After last week's bridge collapse in Minneapolis and the close scrutiny of the nation's infrastructure that has followed, some Democrats in Congress have proposed raising the federal gasoline tax to repair failing roads and bridges.
"Before we raise taxes, which could affect economic growth, I would strongly urge the Congress to examine how they set priorities," he said.
About $24 billion, or 8 percent of the last $286 billion highway bill, was devoted to highway and bridge projects singled out by lawmakers. The balance is sent in the form of grants to states, which then decide how it will be spent. Federal money accounts for about 45 percent of all infrastructure spending.
More than 70,000 of the nation's bridges are rated structurally deficient, including the bridge that collapsed over the Mississippi River on August 1. The American Society of Civil Engineers says repairing them all would require spending at least $9.4 billion a year for 20 years. Rep. Jim Oberstar (D-MN) says his tax increase proposal would raise about $25 billion over three years.
As the president spoke to reporters, Wall Street was in a steep decline after a French bank said it was freezing three securities funds that struggled to find liquidity in the U.S. subprime mortgage market, a situation that has stalked the markets for days.

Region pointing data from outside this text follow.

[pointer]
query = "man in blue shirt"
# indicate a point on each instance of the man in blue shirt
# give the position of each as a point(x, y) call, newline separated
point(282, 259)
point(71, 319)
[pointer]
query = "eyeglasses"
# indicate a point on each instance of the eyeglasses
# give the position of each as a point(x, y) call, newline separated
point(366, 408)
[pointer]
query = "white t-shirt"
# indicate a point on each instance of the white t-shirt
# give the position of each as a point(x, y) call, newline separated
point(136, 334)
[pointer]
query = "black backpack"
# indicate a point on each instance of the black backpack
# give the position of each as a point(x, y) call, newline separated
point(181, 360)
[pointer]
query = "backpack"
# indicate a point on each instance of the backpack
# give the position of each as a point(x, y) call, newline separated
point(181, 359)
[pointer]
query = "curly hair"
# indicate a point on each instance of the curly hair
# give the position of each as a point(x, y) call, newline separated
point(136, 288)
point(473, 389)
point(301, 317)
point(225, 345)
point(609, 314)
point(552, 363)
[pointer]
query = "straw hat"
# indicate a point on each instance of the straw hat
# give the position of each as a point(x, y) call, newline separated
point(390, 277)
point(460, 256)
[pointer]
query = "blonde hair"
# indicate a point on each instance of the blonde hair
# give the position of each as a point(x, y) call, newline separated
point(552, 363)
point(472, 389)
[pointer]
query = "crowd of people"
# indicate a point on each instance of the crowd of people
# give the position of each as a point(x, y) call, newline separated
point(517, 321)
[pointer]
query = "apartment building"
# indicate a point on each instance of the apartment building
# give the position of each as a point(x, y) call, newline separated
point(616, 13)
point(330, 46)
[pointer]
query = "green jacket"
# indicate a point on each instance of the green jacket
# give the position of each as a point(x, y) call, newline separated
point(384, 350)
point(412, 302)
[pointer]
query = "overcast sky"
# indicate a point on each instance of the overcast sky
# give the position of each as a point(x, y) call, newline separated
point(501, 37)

"I am told there is enough liquidity in the system to enable markets to correct," Mr. Bush said.
Asked if he would support a "bail-out" for those losing their homes, the president said: "If you mean direct grants to homeowners, the answer would be no, I don't support that. If you mean making sure that financial institutions like the FHA have got flexibility to help these folks refinance their homes, the answer is yes, I support that."
Mr. Bush said one solution was to promote more "financial literacy" and transparency for financial documents because "a lot of people sign up for something that they don't understand," referring to complaints that many home buyers did not understand risky sub-prime and adjustable-rate mortgages.

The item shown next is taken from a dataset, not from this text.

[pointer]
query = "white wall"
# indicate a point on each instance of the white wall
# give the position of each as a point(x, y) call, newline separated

On terrorism, Bush said he is confident in the ability of Musharraf to crack down on militants at the Afghan border and cooperate with the U.S.

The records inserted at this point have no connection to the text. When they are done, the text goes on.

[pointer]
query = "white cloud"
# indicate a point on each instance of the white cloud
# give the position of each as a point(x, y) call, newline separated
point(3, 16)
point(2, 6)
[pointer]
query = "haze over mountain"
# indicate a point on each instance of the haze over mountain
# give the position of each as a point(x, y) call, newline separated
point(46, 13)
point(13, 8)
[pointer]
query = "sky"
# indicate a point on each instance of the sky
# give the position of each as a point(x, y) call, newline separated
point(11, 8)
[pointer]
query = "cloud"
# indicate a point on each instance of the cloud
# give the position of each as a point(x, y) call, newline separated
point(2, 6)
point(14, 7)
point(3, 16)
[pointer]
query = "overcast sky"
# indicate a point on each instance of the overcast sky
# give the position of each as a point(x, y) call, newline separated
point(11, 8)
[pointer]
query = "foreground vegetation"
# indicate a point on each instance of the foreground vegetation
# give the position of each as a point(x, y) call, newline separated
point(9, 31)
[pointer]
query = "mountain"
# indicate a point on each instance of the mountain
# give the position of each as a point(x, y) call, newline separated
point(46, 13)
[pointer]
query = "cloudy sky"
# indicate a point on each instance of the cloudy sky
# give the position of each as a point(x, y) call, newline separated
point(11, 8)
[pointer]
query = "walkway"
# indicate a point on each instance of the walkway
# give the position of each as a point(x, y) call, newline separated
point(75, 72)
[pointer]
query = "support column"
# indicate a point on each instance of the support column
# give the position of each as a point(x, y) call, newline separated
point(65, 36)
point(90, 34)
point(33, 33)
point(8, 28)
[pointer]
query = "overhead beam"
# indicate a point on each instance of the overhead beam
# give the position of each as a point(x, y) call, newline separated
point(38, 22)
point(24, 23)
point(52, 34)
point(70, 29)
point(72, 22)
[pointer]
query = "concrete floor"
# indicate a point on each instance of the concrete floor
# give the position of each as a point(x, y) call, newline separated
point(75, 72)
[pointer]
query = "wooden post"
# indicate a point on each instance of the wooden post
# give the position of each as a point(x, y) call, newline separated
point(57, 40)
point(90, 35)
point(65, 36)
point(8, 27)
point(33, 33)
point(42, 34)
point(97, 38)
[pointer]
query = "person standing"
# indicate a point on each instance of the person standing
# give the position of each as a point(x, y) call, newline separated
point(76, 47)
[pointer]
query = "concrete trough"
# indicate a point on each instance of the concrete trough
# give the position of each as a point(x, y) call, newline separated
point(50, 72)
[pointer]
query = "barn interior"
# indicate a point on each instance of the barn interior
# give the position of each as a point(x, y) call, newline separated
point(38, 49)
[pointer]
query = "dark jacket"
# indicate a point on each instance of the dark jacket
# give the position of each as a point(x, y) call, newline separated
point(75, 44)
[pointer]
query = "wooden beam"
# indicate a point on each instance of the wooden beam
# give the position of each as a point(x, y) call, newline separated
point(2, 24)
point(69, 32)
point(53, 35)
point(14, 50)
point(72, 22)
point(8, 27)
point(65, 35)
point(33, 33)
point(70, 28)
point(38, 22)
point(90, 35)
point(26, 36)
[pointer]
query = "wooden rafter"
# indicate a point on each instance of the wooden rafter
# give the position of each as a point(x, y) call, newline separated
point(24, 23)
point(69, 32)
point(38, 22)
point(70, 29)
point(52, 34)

He said he expected Musharraf to take "swift action if there is actionable intelligence inside his country." Bush refused to address whether the U.S. troops would go into Pakistan without permission from leaders there.
"We spend a lot of time with the leadership in Pakistan talking about what we will do with actionable intelligence," Bush said. "Am I confident they (terrorists) will be brought to justice? My answer is, `Yes I am.' "
The most heated exchange followed a question about Attorney General Alberto Gonzales. Members of Congress from both parties have called Gonzales' credibility and leadership of the Justice Department into question and some Democrats have called for an inquiry into whether Gonzales committed perjury during his Senate testimony last month.
"Why would I hold somebody accountable who's done nothing wrong?" the president said, then turning the issue back on the Democratic-led Congress.
"Matter of fact, I would hope Congress would become more prone to deliver pieces of legislation that matter rather than being the investigative body," he added.